Trouble in Medicare Advantage paradise?  Court victories reveal cracks in the foundation.


3/19/2018

By Marty Cassavoy, VP Medicare Secondary Payer Compliance Services, ExamWorks Clinical Solutions

When it comes to the Medicare Secondary Payer (MSP) statute, Medicare Advantage organizations (MAOs) have had more than their share of litigation success.  It may be of cold comfort, but  some of the recent victories have laid bare the contradictions inherent in the MAOs’ strategy.  The most recent case reveals a split with another federal district court that bears watching.  Let’s catch up on these cases to reset the table on Medicare Advantage.

Background

As we have outlined numerous times over the past few years, Medicare Advantage plans and have incrementally expanded upon the Third Circuit’s decision in In re Avandia.  That ruling gave Medicare Advantage plans the right to sue in federal court for double damages to recover what it argued were “conditional payments” paid by the Advantage Plan.  While Avandia set the rules for Pennsylvania, New Jersey, Delaware, and the U.S. Virgin Islands, a quick succession of cases in Texas, Louisiana, and Tennessee incorporated the Avandia rationale at lower court levels.  The net result of these cases was that MAOs were free to use the federal courts (with the threat of double damages) as a stick to whack recalcitrant insurers and self-insureds that were reluctant to treat MAOs on the same plane as traditional Medicare.
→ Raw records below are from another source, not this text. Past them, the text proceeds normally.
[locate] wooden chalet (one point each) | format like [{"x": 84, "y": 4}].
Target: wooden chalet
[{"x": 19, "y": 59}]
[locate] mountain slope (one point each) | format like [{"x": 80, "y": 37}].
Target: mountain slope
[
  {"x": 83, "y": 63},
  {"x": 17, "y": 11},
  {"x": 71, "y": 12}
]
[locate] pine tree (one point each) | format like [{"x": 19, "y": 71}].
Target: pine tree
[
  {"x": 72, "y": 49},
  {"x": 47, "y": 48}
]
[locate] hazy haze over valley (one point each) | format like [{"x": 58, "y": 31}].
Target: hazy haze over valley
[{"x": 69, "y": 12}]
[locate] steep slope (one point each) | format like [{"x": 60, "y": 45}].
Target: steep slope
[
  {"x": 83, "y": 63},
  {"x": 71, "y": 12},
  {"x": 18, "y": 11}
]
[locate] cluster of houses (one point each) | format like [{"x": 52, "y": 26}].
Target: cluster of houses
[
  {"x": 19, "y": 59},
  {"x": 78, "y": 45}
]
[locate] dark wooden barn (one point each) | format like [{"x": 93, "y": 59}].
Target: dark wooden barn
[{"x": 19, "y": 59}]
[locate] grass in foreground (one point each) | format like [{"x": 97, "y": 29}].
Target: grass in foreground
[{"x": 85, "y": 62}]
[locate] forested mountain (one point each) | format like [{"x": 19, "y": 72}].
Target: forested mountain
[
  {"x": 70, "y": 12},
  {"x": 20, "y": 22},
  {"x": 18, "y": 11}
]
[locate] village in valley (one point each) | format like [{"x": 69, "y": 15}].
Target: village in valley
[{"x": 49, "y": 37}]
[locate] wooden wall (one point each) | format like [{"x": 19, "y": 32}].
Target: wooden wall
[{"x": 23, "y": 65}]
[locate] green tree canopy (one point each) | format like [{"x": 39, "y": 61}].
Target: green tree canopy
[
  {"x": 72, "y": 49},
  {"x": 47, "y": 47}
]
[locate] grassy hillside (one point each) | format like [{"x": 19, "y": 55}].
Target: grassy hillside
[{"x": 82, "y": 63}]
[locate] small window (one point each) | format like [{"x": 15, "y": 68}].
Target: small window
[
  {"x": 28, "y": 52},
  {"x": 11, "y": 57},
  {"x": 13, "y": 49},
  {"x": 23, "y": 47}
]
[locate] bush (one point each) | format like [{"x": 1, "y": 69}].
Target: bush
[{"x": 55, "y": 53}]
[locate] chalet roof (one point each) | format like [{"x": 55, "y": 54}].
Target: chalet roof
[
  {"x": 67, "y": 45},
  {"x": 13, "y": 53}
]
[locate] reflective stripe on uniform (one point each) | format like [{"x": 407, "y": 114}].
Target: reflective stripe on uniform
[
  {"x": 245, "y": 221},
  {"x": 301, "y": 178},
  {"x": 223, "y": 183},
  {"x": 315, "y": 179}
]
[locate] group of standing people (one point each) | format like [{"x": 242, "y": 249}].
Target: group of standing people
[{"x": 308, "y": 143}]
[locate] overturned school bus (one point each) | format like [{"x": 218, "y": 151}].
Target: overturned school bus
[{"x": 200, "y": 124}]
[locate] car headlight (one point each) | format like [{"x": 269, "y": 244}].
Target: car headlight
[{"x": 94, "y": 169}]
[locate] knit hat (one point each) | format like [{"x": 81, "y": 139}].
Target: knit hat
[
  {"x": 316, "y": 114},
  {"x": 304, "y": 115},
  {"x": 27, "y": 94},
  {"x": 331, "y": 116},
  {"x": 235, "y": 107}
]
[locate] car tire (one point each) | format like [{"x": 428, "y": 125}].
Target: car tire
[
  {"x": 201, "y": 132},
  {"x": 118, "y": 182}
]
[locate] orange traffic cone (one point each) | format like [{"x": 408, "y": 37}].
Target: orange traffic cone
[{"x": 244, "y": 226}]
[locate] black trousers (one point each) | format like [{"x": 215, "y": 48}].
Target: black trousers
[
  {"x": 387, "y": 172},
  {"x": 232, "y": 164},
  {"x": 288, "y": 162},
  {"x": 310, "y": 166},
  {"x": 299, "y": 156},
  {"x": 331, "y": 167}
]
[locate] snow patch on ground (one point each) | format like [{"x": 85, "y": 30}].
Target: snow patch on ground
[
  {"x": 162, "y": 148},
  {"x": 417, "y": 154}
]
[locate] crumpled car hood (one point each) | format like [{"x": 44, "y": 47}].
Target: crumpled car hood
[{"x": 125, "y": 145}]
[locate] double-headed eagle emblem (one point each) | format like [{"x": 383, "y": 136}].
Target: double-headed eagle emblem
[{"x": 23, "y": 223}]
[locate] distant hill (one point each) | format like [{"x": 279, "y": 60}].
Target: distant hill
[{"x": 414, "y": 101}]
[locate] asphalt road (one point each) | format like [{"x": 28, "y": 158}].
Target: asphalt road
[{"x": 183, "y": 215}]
Two cases even further expanded Avandia and its progeny.  The first, Humana v. Paris Blank, was decided in the U.S. District Court for the Eastern District of Virginia.  The Paris Blank case was an MAO’s first major attempt to sue a plaintiff’s law firm.  The gambit worked.  The court in Paris Blank ultimately ruled that MAOs like Humana were entitled to sue plaintiff attorney firms in federal court under the MSP’s private cause of action provision.  Given that Humana’s strategy had been to utilize the private cause of action provision in the MSP that addressed failures of “primary payers” (as opposed to beneficiaries and their counsel) to reimburse Medicare, many learned observers raised their eyebrows at this decision.  But, since May 2016 (and for now), Paris Blank outlines that Virginia plaintiff attorneys are squarely in the crosshairs of MAOs as well.

The other major case is that of Humana v. Western Heritage, decided out of the Eleventh Circuit in August 2016.  Western Heritage closely follows the rationale of Avandia, with one major exception.  The court in Western Heritage ruled that the MSP’s private cause of action provision mandated the imposition of “double damages” – regardless of the circumstances involved in the case.  The Western Heritage expanded the Avandia rationale both in practice as well as geographically, as it meant that MAOs held a double damages recovery right in Florida, Georgia, and Alabama in addition to the states outlined above.